How can you exercise your rights?
You can exercise your rights at any time, as well as contacting the Personal Data Protection Officer at the following address: firstname.lastname@example.org.
Any request to exercise your rights must be accompanied by a photocopy of your proof of identity (national identity card, passport, resident card).
A response will be sent to you within one month of receiving your request.
If your exchanges with MCA/AXILEO have not been satisfactory, you have the option of filing a complaint with the CNIL (French data protection authority), the supervisory body responsible for compliance with obligations regarding personal data.
How are my data secured?
The personal data we collect are stored in a secure environment. People working for MCA/AXILEO are required to respect the confidentiality of your information.
Information Systems Protection policies are implemented and are appropriate for the nature of the data processed and the activities of the company. Appropriate physical, logistical and organisational security measures are provided to ensure the confidentiality of the data, including avoiding all unauthorised access.

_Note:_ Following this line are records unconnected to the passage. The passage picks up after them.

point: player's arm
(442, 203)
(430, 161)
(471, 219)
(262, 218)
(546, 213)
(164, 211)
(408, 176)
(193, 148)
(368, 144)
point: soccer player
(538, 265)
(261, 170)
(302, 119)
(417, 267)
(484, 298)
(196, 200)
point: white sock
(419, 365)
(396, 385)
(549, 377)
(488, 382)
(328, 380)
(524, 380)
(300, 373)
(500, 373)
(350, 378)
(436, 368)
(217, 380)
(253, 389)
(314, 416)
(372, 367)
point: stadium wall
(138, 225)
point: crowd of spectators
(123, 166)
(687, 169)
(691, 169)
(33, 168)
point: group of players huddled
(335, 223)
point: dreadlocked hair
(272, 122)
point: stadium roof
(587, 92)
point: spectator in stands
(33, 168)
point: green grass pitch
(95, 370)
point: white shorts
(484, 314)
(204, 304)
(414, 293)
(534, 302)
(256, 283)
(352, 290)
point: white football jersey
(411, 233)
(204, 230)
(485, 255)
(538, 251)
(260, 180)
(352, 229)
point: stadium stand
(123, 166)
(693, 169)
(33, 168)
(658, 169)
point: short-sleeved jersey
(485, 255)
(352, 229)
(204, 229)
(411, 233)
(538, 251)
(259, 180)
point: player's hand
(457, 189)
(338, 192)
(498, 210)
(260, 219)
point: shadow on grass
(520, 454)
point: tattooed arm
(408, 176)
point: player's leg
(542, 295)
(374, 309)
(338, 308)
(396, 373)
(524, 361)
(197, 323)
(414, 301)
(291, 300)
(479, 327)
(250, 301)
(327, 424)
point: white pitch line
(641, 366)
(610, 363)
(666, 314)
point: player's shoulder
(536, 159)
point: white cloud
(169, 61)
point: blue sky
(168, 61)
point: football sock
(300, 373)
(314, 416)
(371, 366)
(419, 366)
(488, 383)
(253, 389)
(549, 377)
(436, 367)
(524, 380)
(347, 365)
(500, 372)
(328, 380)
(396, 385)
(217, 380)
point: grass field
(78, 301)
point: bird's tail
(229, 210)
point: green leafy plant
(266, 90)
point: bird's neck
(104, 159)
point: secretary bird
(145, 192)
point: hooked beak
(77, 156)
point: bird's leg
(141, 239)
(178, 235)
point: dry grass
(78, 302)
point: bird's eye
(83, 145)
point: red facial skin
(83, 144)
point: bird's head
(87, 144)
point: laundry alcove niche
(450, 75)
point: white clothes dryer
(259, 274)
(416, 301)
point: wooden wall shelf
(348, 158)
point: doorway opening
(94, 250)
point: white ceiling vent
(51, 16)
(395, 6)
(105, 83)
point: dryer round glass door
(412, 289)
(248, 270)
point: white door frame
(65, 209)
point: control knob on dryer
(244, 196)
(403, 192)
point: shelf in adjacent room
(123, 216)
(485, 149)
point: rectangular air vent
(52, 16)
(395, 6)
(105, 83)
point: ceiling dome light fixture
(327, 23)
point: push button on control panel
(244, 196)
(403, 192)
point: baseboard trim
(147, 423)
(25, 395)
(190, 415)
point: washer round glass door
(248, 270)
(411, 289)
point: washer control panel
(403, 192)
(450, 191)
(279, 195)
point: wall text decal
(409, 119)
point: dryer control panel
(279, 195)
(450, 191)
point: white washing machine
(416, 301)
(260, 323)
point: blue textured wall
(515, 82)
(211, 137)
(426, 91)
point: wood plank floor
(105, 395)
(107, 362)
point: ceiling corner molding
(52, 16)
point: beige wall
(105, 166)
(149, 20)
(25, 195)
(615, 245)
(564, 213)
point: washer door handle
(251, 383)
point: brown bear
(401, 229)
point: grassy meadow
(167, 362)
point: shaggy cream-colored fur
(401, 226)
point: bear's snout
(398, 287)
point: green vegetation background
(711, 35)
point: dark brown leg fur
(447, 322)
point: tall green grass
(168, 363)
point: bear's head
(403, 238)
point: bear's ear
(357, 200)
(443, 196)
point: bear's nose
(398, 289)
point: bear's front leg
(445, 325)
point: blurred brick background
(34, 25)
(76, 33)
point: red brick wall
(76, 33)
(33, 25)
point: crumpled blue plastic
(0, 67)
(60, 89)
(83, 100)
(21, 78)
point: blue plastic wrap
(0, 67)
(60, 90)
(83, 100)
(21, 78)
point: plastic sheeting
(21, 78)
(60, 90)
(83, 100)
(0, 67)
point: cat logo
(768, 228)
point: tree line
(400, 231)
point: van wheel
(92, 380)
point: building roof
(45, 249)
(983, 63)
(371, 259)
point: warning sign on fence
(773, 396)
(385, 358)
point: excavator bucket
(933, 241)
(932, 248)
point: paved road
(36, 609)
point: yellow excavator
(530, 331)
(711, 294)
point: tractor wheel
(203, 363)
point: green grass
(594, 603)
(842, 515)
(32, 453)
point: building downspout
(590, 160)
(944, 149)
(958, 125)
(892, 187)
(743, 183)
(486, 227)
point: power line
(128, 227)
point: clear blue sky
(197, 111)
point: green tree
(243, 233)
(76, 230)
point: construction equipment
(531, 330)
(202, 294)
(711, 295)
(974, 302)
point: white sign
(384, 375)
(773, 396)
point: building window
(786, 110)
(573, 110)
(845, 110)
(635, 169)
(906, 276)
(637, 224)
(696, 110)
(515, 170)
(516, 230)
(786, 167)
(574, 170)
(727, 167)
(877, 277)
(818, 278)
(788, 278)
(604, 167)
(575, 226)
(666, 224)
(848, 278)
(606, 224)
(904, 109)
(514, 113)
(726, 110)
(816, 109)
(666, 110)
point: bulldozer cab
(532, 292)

The companies in the MCA Group also require any subcontractor to provide appropriate safeguards to ensure the security and confidentiality of personal data and to comply with applicable law.
Monitoring of the Data Protection Policy
This Data Protection Policy, intended for employees of MCA Group companies and external persons involved in data processing, is accessible and available internally to employees via the Intranet and externally via the websites of MCA Group companies, contracts and commercial documents.
This Policy will be updated regularly to take into account legislative and regulatory developments.
This Policy is effective from 25 May 2018.